Doha summit aims to adapt tools of global cooperation

DOHA // The World Economic Forum’s Global Redesign Initiative could hardly be more ambitious. Its main objective is to adapt the tools of international co-operation – the G20, UN bodies, the World Bank, World Trade Organisation and the like – to the complex challenges of the 21st century to ensure the long-term security of humanity.

It also aims to create a more inclusive global system.

“Legitimacy comes from people,” Kishore Mahbubani, the dean of the Lee Kuan Yew School of Public Policy and a former Singapore ambassador to the UN, said during the opening session of this week’s Global Redesign Summit in Doha. The report the WEF prepared for the event is titled Everybody’s Business.

“We have to learn to listen to the voices of 6.8 billion people,” he added. “The real purpose of this meeting is: let’s figure out how we can get the whole world involved in this, and not just some parts of it.”

Backed by the governments of Qatar, Tanzania, Singapore and Switzerland, the WEF launched the redesign initiative more than a year ago, in the depths of the financial crisis. A key aim was to move away from the so-called Washington Consensus and Bretton Woods-style institutions, created and led by industrialised countries, in the hopes of avoiding future catastrophes.

“The world has gone through a heart attack,” Arif Naqvi, founder of the Dubai-based Abraaj Capital, the region’s largest private equity firm, said during the opening plenary. “We have to work very carefully through this moment to make sure everyone acts in concert to make sure this doesn’t happen again.”
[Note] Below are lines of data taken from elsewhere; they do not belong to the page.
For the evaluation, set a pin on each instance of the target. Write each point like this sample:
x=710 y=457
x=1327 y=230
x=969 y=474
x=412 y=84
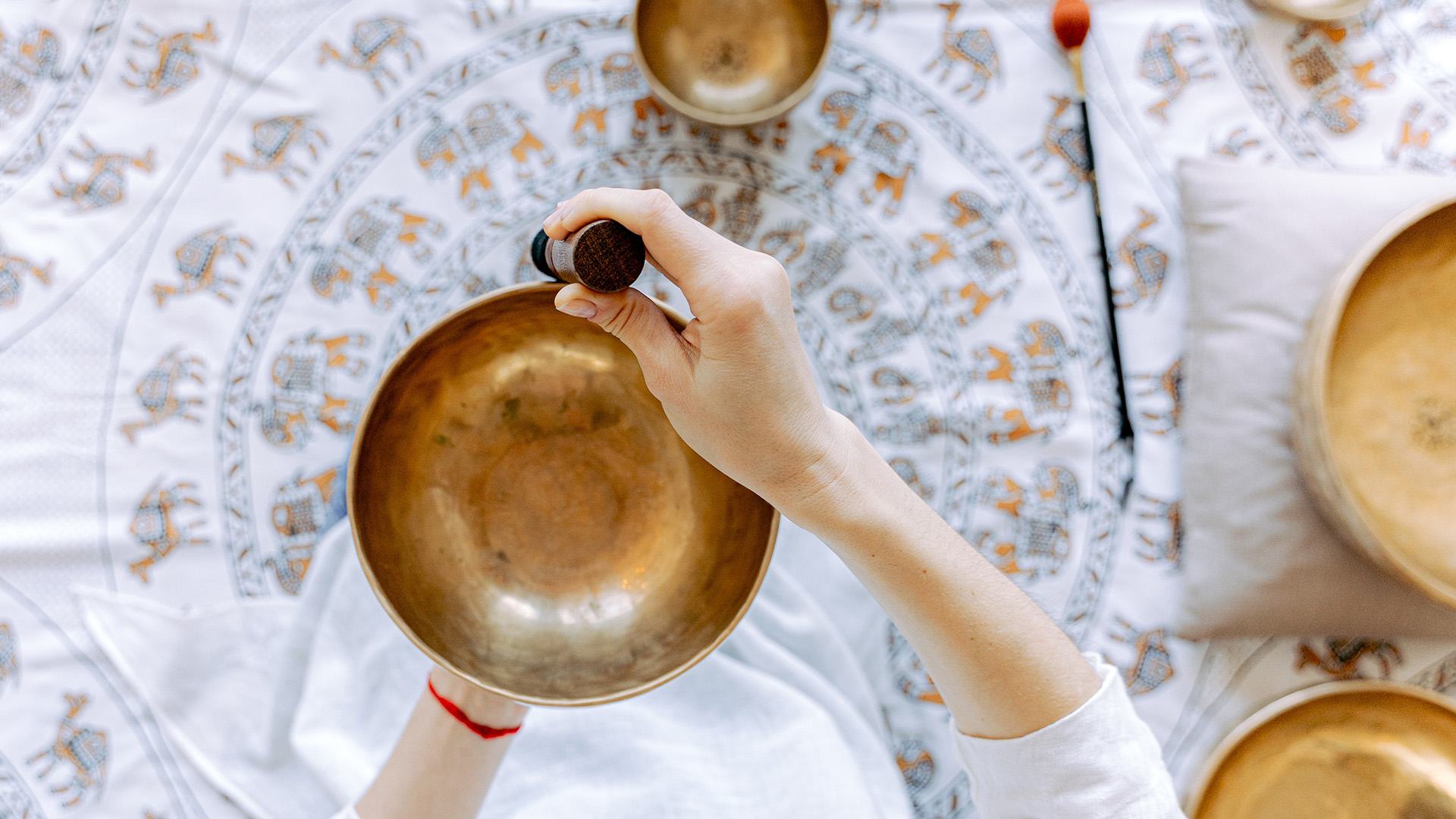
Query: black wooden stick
x=1125 y=417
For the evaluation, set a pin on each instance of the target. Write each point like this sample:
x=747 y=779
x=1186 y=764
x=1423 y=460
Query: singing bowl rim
x=717 y=117
x=1329 y=12
x=1261 y=717
x=679 y=321
x=1315 y=453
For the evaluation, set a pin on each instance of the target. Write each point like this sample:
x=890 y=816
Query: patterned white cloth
x=218 y=223
x=291 y=711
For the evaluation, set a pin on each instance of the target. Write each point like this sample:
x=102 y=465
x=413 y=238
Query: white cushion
x=1263 y=243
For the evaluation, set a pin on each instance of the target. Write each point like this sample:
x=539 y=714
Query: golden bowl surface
x=530 y=519
x=1375 y=400
x=1360 y=749
x=731 y=61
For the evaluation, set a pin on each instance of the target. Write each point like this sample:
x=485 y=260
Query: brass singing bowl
x=530 y=519
x=731 y=61
x=1375 y=400
x=1359 y=749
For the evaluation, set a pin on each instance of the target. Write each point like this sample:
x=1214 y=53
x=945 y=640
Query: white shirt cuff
x=1100 y=761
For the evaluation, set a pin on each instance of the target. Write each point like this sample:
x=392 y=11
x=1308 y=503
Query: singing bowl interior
x=532 y=521
x=1376 y=400
x=731 y=61
x=1363 y=749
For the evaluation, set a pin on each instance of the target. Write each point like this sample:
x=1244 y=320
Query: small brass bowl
x=731 y=61
x=530 y=519
x=1354 y=749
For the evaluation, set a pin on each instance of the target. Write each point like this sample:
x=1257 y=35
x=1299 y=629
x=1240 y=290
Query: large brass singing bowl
x=1359 y=749
x=731 y=61
x=530 y=519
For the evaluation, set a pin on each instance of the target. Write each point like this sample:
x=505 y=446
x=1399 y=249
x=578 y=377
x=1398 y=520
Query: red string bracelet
x=484 y=732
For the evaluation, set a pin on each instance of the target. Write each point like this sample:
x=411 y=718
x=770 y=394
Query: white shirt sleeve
x=1098 y=763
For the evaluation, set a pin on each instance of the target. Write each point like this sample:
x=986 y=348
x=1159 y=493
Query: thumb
x=639 y=324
The GRI tasked more than 1,000 analysts, officials and policymakers to re-envision international institutions to better address global health, security, sustainability, development and the financial system. At a series of meetings over the past year, their ideas matured into proposals, which Doha participants sought to put into action.

“We have lots of ideas that now need spouses,” the WEF vice chairman, Mark Malloch-Brown said, advising government officials to choose a proposal and work to implement it.

Inclusion may be easier said than done. Despite the call for innovation and bold rethinking, many speakers at the event held fast to traditional institutions of co-operation.

Richard Samans, the WEF’s managing director, explained that the redesign initiative did not intend to replace the existing system for international co-operation, but rather augment it.

“We are not here to overthrow the system,” agreed He Yafei, the Chinese ambassador to the United Nations in Geneva. “Global redesign of the system is not a revolution; it’s more an evolution.”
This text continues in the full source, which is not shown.